Protein programmers get a helping hand from Cradle’s generative AI

Proteins are the molecules that get work done in nature, and there’s a whole industry emerging around successfully modifying and manufacturing them for various uses. But doing so is time consuming and haphazard; Cradle aims to change that with an AI-powered tool that tells scientists what new structures and sequences will make a protein do what they want it to. The company emerged from stealth today with a substantial seed round.

AI and proteins have been in the news lately, but largely because of the efforts of research outfits like DeepMind and Baker Lab. Their machine learning models take in easily collected RNA sequence data and predict the structure a protein will take — a step that used to take weeks and expensive special equipment.

But as incredible as that capability is in some domains, it’s just the starting point for others. Modifying a protein to be more stable or bind to a certain other molecule involves much more than just understanding its general shape and size.

“If you’re a protein engineer, and you want to design a certain property or function into a protein, just knowing what it looks like doesn’t help you. It’s like, if you have a picture of a bridge, that doesn’t tell you whether it’ll fall down or not,” explained Cradle CEO and co-founder Stef van Grieken.

“Alphafold takes a sequence and predicts what the protein will look like,” he continued. “We’re the generative brother of that: You pick the properties you want to engineer, and the model will generate sequences you can test in your laboratory.”

Predicting what proteins — especially ones new to science — will do in situ is a difficult task for lots of reasons, but in the context of machine learning the biggest issue is that there isn’t enough data available. So Cradle originated much of its own dataset in a wet lab, testing protein after protein and seeing what changes in their sequences seemed to lead to which effects.

Interestingly the model itself is not biotech-specific exactly but a derivative of the same “large language models” that have produced text production engines like GPT-3. Van Grieken noted that these models are not limited strictly to language in how they understand and predict data, an interesting “generalization” characteristic that researchers are still exploring.

Examples of the Cradle UI in action. Image Credits: Cradle

The protein sequences Cradle ingests and predicts are not in any language we know, of course, but they are relatively straightforward linear sequences of text that have associated meanings. “It’s like an alien programming language,” van Grieken said.

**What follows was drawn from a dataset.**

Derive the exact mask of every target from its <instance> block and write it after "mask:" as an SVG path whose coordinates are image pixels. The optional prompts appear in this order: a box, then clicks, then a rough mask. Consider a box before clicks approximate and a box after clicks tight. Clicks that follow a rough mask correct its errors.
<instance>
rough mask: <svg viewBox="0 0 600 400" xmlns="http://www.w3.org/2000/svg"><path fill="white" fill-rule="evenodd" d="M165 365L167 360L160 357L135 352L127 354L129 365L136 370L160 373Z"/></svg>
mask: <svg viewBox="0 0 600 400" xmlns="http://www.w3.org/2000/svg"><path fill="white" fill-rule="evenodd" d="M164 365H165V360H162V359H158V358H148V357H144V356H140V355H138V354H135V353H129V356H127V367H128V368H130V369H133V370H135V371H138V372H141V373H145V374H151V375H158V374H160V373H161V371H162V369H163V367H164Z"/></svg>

Protein engineers aren’t helpless, of course, but their work necessarily involves a lot of guessing. One may be fairly certain that among the 100 sequences they’re modifying is the combination that will produce the desired effect, but beyond that it comes down to exhaustive testing. A bit of a hint here could speed things up considerably and avoid a huge amount of fruitless labor.

The model works in three basic layers, he explained. First it assesses whether a given sequence is “natural,” i.e.. whether it is a meaningful sequence of amino acids or just random ones. This is akin to a language model just being able to say with 99% confidence that a sentence is in English (or Swedish, in van Grieken’s example), and the words are in the correct order. This it knows from “reading” millions of such sequences determined by lab analysis.

Next it looks at the actual or potential meaning in the protein’s alien language. “Imagine we give you a sequence, and this is the temperature at which this sequence will fall apart,” he said. “If you do that for a lot of sequences, you can say not just, ‘this looks natural,’ but ‘this looks like 26 degrees Celsius.’ that helps the model figure out what regions of the protein to focus on.”

The model can then suggest sequences to slot in — educated guesses, essentially, but a stronger starting point than scratch. The engineer or lab can then try them and bring that data back to the Cradle platform, where it can be re-ingested and used to fine-tune the model for the situation.

The Cradle team on a nice day at their HQ (van Grieken is center). Image Credits: Cradle

Modifying proteins for various purposes is useful across biotech, from drug design to biomanufacturing, and the path from vanilla molecule to customized, effective and efficient molecule can be long and expensive. Any way to shorten it will likely be welcomed by, at the very least, the lab techs who have to run hundreds of experiments just to get one good result.

Cradle has been operating in stealth and is now emerging having raised $5.5 million in a seed round co-led by Index Ventures and Kindred Capital, with participation from angels John Zimmer, Feike Sijbesma and Emily Leproust.

Van Grieken said the funding would allow the team to scale up data collection — the more the better when it comes to machine learning — and work on the product to make it “more self-service.”

“Our goal is to reduce the cost and time of getting a bio-based product to market by an order of magnitude,” said van Grieken in the press release, “so that anyone — even ‘two kids in their garage’ — can bring a bio-based product to market.”